Y luego está la cuñada de mi amiga J., empleada en una empresa privada, que va a trabajar cada día con dos bolsos. Llega, deja uno en su asiento y se marcha a resolver recados propios y ajenos, mientras en su oficina, cuando alguien la echa de menos, otro alguien responde señalando el bolso: “debe estar por aquí…”.

Detesto a los vagos. Mi madre nos torturó hasta el infinito en una infancia que ríete de las de Dickens donde estaba prohibido incluso “sentarse como un vago”. A saber, repantingarse en el sofá. Los sábados y domingos, a las ocho y media de la mañana, descargaba el lavavajillas con toda la furia y muchos decibelios y allí ya no dormía ni el Tato.

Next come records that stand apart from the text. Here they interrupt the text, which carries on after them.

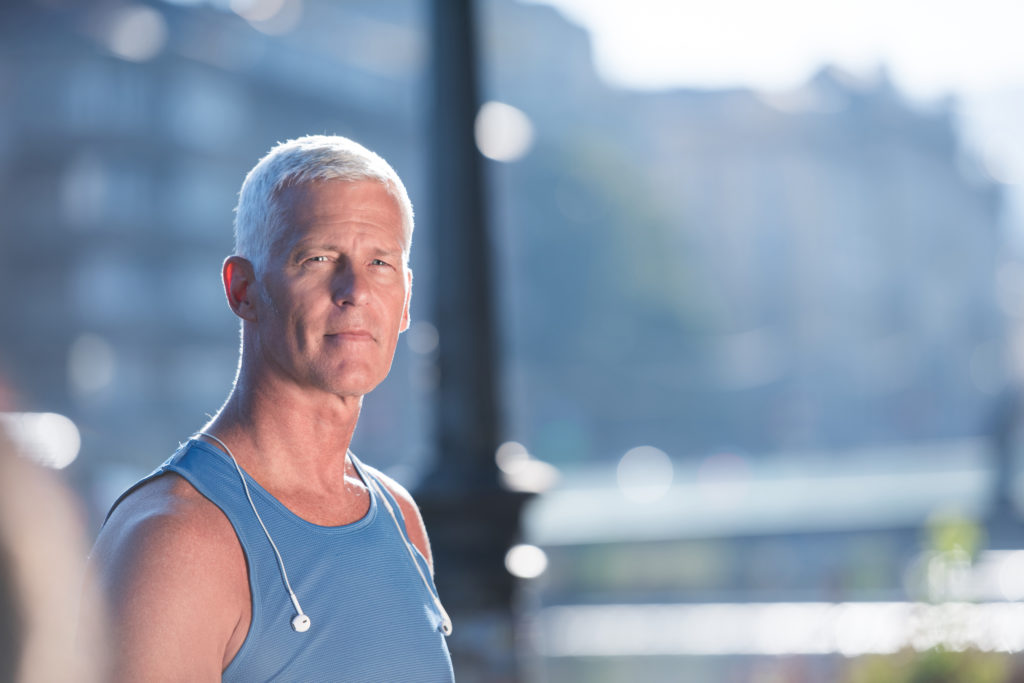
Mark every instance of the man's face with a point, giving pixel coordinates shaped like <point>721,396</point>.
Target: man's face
<point>336,287</point>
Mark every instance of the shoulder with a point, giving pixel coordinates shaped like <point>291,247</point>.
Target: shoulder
<point>410,511</point>
<point>167,550</point>
<point>168,514</point>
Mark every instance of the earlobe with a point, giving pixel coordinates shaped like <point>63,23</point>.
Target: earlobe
<point>409,296</point>
<point>239,279</point>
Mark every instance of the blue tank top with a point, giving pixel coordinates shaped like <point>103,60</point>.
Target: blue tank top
<point>373,617</point>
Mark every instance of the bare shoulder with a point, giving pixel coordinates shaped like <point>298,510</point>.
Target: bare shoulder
<point>166,524</point>
<point>414,520</point>
<point>175,579</point>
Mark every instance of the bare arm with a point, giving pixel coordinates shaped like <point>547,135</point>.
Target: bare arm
<point>175,579</point>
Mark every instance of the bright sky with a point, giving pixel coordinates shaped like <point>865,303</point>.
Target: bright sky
<point>931,47</point>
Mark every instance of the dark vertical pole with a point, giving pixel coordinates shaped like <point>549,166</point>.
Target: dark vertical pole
<point>471,519</point>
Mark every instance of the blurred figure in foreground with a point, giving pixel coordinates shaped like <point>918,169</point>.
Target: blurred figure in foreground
<point>42,559</point>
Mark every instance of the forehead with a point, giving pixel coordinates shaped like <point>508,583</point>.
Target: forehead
<point>327,204</point>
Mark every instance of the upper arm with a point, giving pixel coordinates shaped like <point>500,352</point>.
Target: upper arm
<point>414,520</point>
<point>170,571</point>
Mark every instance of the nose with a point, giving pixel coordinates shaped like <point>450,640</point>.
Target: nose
<point>349,286</point>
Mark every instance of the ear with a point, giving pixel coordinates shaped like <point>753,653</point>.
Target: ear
<point>409,297</point>
<point>240,279</point>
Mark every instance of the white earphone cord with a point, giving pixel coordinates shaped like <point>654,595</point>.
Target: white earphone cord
<point>301,621</point>
<point>445,620</point>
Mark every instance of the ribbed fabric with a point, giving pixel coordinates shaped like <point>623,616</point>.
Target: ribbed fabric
<point>373,617</point>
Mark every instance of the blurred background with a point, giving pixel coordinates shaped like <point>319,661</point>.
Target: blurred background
<point>757,288</point>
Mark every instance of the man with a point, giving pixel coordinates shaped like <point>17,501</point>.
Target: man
<point>263,549</point>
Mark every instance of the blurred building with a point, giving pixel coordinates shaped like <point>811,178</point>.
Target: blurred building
<point>127,132</point>
<point>737,270</point>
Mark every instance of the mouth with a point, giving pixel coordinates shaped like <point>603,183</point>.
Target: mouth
<point>351,335</point>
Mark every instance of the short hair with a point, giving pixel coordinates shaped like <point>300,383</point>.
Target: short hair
<point>258,216</point>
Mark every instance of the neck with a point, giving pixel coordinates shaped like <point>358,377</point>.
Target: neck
<point>286,434</point>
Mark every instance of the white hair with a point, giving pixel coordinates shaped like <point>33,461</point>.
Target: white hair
<point>258,216</point>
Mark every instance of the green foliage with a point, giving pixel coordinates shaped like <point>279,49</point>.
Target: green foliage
<point>934,666</point>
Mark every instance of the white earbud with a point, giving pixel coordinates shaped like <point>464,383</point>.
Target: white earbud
<point>300,623</point>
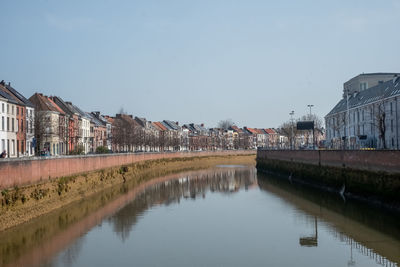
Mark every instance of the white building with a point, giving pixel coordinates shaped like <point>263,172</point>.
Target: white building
<point>3,126</point>
<point>370,118</point>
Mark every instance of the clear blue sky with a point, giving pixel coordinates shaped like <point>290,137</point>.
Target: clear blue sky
<point>197,61</point>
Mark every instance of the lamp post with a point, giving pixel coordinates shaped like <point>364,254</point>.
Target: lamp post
<point>310,106</point>
<point>348,120</point>
<point>291,119</point>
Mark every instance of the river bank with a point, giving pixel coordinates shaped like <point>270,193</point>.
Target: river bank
<point>22,204</point>
<point>369,176</point>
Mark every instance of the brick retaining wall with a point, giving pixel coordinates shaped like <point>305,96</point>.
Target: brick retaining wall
<point>375,160</point>
<point>18,172</point>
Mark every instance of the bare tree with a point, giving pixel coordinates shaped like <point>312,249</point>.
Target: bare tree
<point>225,124</point>
<point>289,130</point>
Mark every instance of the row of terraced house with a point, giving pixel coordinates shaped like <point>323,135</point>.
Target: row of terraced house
<point>49,125</point>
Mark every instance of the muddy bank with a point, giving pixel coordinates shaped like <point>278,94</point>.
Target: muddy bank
<point>375,188</point>
<point>19,205</point>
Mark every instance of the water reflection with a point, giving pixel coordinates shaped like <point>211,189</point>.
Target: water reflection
<point>190,186</point>
<point>368,230</point>
<point>280,223</point>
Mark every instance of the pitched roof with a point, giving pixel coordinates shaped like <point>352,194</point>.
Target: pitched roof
<point>270,131</point>
<point>7,96</point>
<point>373,94</point>
<point>251,130</point>
<point>236,129</point>
<point>67,108</point>
<point>171,124</point>
<point>160,126</point>
<point>19,96</point>
<point>43,103</point>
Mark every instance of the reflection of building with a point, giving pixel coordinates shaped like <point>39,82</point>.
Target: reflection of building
<point>350,222</point>
<point>310,241</point>
<point>193,185</point>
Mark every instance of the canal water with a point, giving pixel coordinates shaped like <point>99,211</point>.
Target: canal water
<point>225,216</point>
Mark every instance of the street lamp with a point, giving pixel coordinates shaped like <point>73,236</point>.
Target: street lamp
<point>291,119</point>
<point>310,106</point>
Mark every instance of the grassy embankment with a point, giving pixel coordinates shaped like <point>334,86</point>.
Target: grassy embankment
<point>19,205</point>
<point>379,187</point>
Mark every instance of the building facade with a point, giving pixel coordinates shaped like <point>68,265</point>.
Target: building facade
<point>366,119</point>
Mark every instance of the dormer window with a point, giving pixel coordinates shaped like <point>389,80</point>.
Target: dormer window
<point>363,86</point>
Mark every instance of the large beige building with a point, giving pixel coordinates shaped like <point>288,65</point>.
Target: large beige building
<point>366,80</point>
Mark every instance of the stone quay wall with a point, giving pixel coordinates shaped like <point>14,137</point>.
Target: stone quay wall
<point>367,160</point>
<point>370,175</point>
<point>20,172</point>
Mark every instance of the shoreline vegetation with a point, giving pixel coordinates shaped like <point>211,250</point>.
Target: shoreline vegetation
<point>22,204</point>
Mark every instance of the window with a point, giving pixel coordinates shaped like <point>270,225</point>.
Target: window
<point>363,86</point>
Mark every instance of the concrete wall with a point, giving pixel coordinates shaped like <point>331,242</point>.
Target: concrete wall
<point>29,171</point>
<point>375,160</point>
<point>370,175</point>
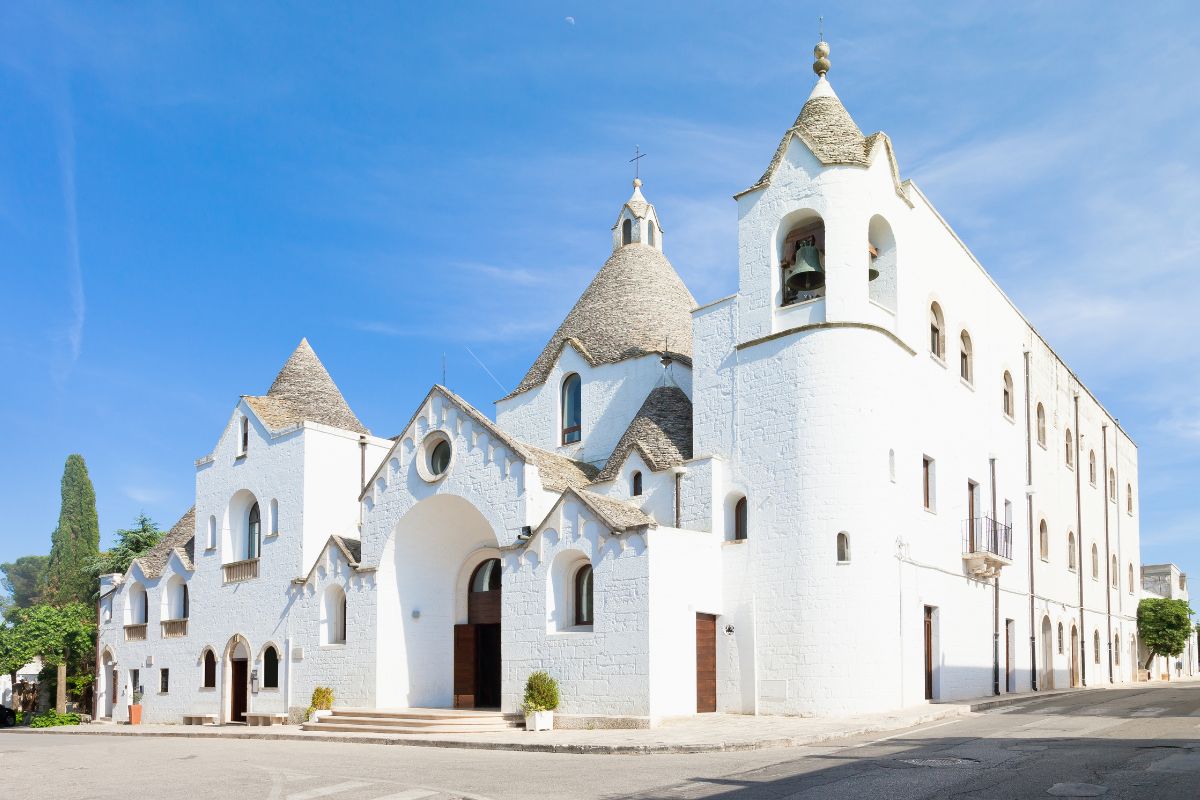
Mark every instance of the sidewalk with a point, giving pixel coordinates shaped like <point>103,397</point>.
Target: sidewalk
<point>701,734</point>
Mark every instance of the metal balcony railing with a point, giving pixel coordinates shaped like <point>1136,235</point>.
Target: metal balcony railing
<point>987,535</point>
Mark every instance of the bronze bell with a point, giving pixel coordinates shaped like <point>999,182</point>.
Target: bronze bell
<point>805,274</point>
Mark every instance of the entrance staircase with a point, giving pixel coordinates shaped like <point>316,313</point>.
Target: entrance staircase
<point>415,721</point>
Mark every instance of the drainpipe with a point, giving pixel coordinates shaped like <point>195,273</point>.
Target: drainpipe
<point>1108,547</point>
<point>1079,558</point>
<point>995,583</point>
<point>1029,517</point>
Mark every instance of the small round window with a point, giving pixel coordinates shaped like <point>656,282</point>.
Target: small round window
<point>439,457</point>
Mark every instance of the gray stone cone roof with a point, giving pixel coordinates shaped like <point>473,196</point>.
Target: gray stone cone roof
<point>635,305</point>
<point>301,391</point>
<point>660,432</point>
<point>180,537</point>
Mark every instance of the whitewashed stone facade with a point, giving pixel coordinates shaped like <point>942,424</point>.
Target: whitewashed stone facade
<point>844,413</point>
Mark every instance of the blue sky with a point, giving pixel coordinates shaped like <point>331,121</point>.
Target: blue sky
<point>189,188</point>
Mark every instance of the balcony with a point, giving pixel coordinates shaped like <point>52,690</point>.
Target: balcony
<point>987,546</point>
<point>240,571</point>
<point>173,629</point>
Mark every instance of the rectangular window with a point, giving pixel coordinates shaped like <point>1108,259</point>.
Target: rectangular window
<point>928,479</point>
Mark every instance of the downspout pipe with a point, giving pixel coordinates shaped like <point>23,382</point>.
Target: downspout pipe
<point>1029,517</point>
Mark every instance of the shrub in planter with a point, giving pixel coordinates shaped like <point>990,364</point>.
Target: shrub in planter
<point>322,701</point>
<point>540,701</point>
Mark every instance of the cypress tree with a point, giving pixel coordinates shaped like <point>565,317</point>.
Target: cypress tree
<point>75,543</point>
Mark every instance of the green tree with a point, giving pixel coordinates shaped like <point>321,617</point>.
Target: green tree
<point>75,543</point>
<point>1163,626</point>
<point>131,542</point>
<point>24,579</point>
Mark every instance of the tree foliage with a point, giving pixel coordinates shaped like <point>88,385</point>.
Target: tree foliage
<point>75,543</point>
<point>24,579</point>
<point>1163,626</point>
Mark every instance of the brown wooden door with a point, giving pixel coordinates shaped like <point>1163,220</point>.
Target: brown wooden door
<point>465,666</point>
<point>706,663</point>
<point>929,653</point>
<point>238,691</point>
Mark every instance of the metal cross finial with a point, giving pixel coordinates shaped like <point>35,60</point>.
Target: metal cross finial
<point>637,161</point>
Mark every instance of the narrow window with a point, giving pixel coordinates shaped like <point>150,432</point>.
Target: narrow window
<point>741,519</point>
<point>966,368</point>
<point>573,409</point>
<point>936,332</point>
<point>210,669</point>
<point>270,668</point>
<point>927,482</point>
<point>253,533</point>
<point>583,614</point>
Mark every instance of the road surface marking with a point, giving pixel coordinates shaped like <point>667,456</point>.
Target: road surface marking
<point>312,794</point>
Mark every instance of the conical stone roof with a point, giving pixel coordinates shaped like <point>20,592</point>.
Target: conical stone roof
<point>304,391</point>
<point>636,305</point>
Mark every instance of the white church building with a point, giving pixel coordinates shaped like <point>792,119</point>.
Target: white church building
<point>862,482</point>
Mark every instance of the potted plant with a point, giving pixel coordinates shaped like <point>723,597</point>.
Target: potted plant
<point>136,707</point>
<point>540,701</point>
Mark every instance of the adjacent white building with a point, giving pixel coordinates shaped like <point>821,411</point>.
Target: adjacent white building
<point>862,482</point>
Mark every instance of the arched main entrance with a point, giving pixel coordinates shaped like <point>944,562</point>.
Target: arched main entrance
<point>477,643</point>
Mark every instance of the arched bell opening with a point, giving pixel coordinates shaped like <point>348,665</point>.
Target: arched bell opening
<point>801,254</point>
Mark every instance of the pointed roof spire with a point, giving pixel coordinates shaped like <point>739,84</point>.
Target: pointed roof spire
<point>304,390</point>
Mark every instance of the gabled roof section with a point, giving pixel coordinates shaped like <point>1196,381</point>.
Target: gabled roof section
<point>660,432</point>
<point>303,391</point>
<point>557,473</point>
<point>636,305</point>
<point>828,131</point>
<point>180,540</point>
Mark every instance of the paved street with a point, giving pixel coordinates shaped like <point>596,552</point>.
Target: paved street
<point>1135,743</point>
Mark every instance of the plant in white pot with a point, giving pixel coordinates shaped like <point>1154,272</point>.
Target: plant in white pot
<point>540,701</point>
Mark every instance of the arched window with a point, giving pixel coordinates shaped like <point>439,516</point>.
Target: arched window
<point>573,409</point>
<point>966,367</point>
<point>583,608</point>
<point>270,667</point>
<point>210,669</point>
<point>333,627</point>
<point>936,331</point>
<point>741,519</point>
<point>253,533</point>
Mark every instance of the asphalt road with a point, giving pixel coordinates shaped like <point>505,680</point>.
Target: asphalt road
<point>1139,743</point>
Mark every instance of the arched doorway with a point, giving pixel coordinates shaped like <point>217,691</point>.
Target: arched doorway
<point>477,644</point>
<point>237,680</point>
<point>1074,657</point>
<point>1047,654</point>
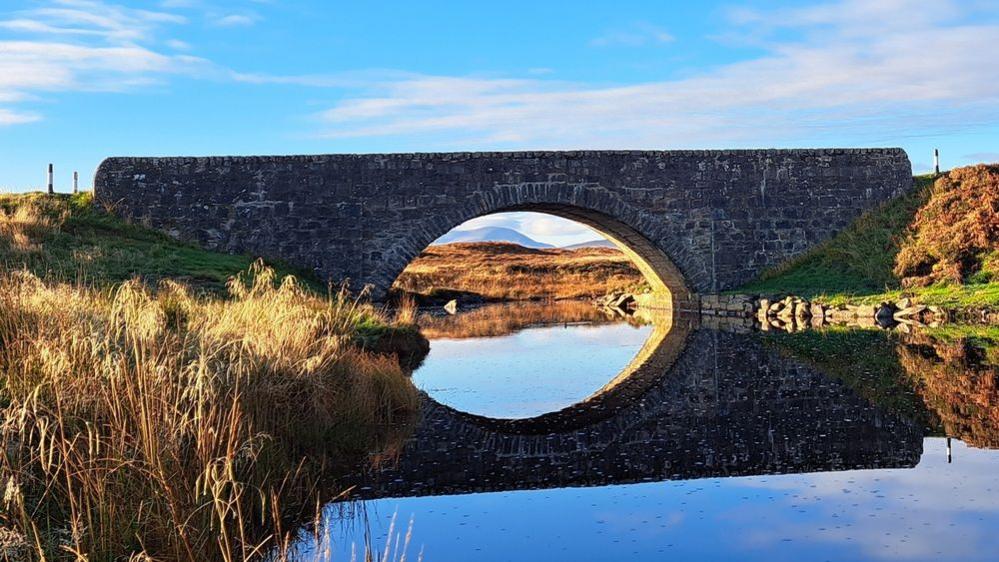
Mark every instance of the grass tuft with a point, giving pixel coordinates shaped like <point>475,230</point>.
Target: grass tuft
<point>176,426</point>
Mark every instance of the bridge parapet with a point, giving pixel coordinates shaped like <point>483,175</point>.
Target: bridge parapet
<point>694,220</point>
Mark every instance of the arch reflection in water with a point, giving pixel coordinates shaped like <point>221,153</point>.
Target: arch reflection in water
<point>717,404</point>
<point>524,360</point>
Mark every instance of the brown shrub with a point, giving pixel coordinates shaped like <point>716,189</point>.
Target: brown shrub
<point>955,235</point>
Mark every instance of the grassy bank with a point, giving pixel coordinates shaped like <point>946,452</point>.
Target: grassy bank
<point>196,419</point>
<point>504,271</point>
<point>903,249</point>
<point>69,239</point>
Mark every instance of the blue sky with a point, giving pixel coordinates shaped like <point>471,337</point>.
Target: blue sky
<point>84,79</point>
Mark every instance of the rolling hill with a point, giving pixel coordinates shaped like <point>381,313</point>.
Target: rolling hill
<point>490,234</point>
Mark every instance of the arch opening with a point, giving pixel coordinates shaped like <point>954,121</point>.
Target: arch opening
<point>483,354</point>
<point>666,285</point>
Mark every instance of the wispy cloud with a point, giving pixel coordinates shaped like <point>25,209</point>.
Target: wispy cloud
<point>636,35</point>
<point>987,157</point>
<point>82,45</point>
<point>235,20</point>
<point>842,68</point>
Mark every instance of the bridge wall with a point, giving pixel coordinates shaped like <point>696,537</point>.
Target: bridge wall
<point>700,220</point>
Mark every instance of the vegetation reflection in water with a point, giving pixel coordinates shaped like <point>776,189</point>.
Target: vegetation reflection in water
<point>750,446</point>
<point>518,361</point>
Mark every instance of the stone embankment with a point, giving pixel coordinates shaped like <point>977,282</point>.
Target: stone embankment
<point>793,313</point>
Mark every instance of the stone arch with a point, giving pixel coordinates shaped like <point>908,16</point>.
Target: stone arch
<point>626,227</point>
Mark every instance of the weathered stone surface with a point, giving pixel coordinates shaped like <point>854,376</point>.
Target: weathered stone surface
<point>702,220</point>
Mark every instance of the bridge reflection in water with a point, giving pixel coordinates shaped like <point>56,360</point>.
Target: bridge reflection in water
<point>694,403</point>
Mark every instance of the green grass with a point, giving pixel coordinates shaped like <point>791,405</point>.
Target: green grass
<point>858,260</point>
<point>856,266</point>
<point>95,247</point>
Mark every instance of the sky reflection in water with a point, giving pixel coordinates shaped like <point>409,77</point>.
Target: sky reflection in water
<point>499,377</point>
<point>935,511</point>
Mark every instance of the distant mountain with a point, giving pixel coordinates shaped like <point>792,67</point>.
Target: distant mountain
<point>602,243</point>
<point>491,234</point>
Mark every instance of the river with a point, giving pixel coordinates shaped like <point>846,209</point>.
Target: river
<point>565,433</point>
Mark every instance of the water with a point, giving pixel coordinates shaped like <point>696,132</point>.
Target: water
<point>547,441</point>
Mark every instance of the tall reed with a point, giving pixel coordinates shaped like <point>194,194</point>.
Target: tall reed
<point>164,425</point>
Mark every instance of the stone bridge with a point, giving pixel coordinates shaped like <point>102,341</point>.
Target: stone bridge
<point>726,406</point>
<point>693,221</point>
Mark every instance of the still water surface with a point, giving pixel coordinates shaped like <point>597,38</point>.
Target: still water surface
<point>747,447</point>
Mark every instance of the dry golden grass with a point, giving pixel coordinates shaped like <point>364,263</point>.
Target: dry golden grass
<point>22,225</point>
<point>504,271</point>
<point>165,425</point>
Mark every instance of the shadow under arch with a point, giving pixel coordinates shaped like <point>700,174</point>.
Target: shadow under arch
<point>629,229</point>
<point>662,348</point>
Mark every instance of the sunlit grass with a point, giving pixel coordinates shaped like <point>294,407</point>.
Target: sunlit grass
<point>504,271</point>
<point>178,426</point>
<point>68,238</point>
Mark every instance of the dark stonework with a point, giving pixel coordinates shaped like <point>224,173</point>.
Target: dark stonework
<point>719,216</point>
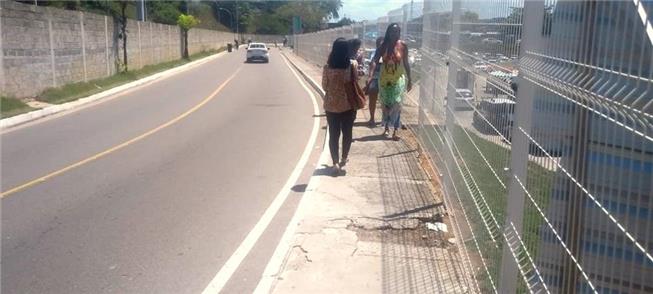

Eso, cuando no enchufaba el aspirador. El resultado somos cinco hijos calambres e incapacitados para dormir más allá del alba. Histéricos, impacientes, precipitados… Pero, desde luego, vagos no.

Y luego está mi amiga C.. una de mis íntimas de la universidad, con las que anoche quedé frente a unas cervezas para comentar las jugadas de la vida. Ella nunca ejerció el periodismo porque descubrió que no le gustaba justo cuando le dieron la orla con las notas. Se fue a una empresa privada de tiburones, sufrió algunas dentelladas y tomó una decisión crucial: sería funcionaria. Naturalmente, lo consiguió y al poco nos hacía las crónicas de sus compañeros: un ejército de vagos, escapistas y trileros que respondían al milímetro a la leyenda del funcionata que sale a hacer la compra y se tira una hora desayunando. Que no se responsabiliza de sus tareas, sino que se siente parte de una cadena de producción sin más aliciente que salir pronto -incluso antes de las tres- y acumular trienios, moscosos y toda esa parafernalia siniestra para las que no opositamos al puesto fijo y a los chollos que lo acompañan.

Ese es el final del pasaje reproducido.